Nothing is standard in China, one person has this idea, another that, and money is so important to them you can never trust tool wear. They work in a very low pressure environment with machines scraping and screeching and to them its business as usual - their way of putting in the extra effort is putting plants and flowers all over the machine shop.
I went through this entire line of thought today, thanks for the pointer I forgot to check for linear interpolation. That was a big no in school too. However the bores align fine on most parts.
Yes Chia I know engineers all too well.
Lots of good reasoning here, I told the boss line boring might be an option.
But had a conference call today and he basically wrote off the challenge of temperature deviations, and the local boss (even though he doesn't have a clue) said he would allow me that much (what much?) as though I was being held to some unknown standard in his head.

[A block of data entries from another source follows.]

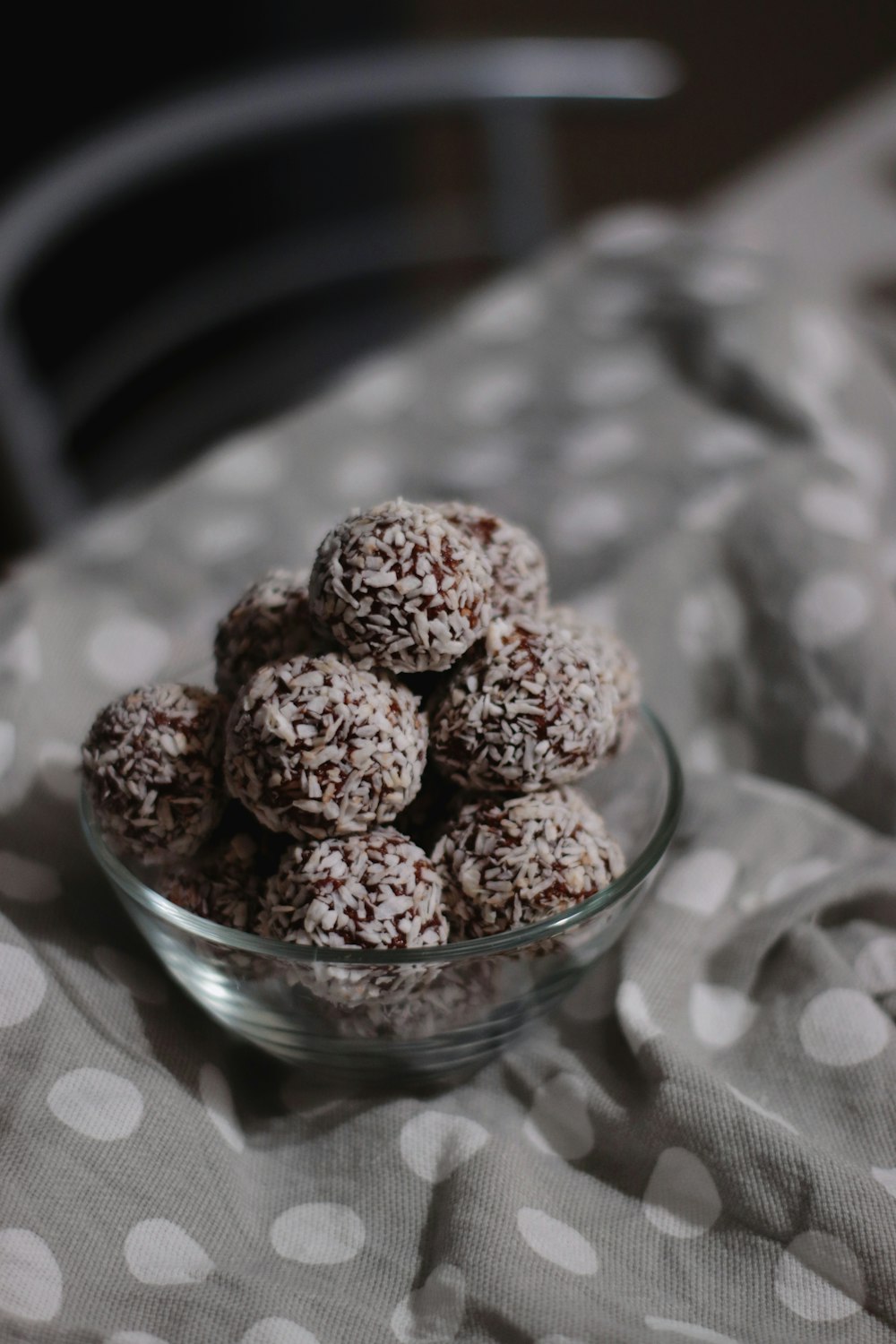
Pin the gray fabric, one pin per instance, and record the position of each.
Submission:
(702, 1142)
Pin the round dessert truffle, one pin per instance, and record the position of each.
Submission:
(269, 623)
(511, 862)
(152, 771)
(376, 890)
(525, 711)
(402, 588)
(519, 567)
(319, 746)
(226, 886)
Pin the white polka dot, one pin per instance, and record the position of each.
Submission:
(724, 280)
(508, 312)
(492, 394)
(249, 465)
(30, 1279)
(435, 1144)
(433, 1314)
(22, 656)
(842, 1027)
(861, 454)
(711, 623)
(876, 965)
(699, 882)
(598, 445)
(712, 508)
(277, 1330)
(885, 1176)
(115, 537)
(134, 1338)
(27, 881)
(7, 746)
(831, 609)
(381, 390)
(159, 1252)
(630, 233)
(559, 1123)
(126, 650)
(720, 746)
(727, 444)
(837, 510)
(215, 1094)
(481, 464)
(762, 1110)
(59, 769)
(366, 470)
(794, 878)
(134, 976)
(22, 984)
(634, 1015)
(97, 1104)
(823, 346)
(212, 538)
(317, 1234)
(587, 519)
(686, 1331)
(820, 1279)
(681, 1198)
(613, 379)
(556, 1242)
(719, 1015)
(834, 747)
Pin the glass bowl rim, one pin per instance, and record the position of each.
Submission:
(234, 940)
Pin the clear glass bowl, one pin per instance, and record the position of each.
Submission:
(435, 1012)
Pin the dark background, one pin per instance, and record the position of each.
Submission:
(754, 74)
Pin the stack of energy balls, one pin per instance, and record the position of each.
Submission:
(387, 758)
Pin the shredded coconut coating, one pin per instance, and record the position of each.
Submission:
(528, 710)
(271, 623)
(506, 863)
(519, 567)
(319, 746)
(226, 886)
(402, 588)
(618, 664)
(152, 771)
(378, 890)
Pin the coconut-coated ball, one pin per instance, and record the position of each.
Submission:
(511, 862)
(525, 711)
(269, 623)
(402, 588)
(319, 746)
(519, 567)
(152, 771)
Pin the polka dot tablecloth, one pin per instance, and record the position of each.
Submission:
(702, 1142)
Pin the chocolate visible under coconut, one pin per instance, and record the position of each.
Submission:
(519, 567)
(506, 863)
(527, 710)
(402, 588)
(319, 746)
(269, 623)
(152, 771)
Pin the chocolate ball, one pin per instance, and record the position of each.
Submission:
(319, 746)
(525, 711)
(271, 623)
(402, 588)
(519, 567)
(511, 862)
(152, 771)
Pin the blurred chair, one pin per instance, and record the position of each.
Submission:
(47, 405)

Big boss wants to pour a grey iron fixture and use quick change tooling and for me to overhaul the entire production process instead of just producing 6 good parts, which is good. Foundry and pattern labor are basically free and he wants to really impress.
I think the final critical part here is once the part is machined, to insert a dowel pin and use a dial to center the spindle on that location to double check the distance from the bore.
.005" deviation on a diameter of 19" is more than a temperature problem. I also checked the reports this morning and there was no pattern or consistency to the hole locations, they appear completely random.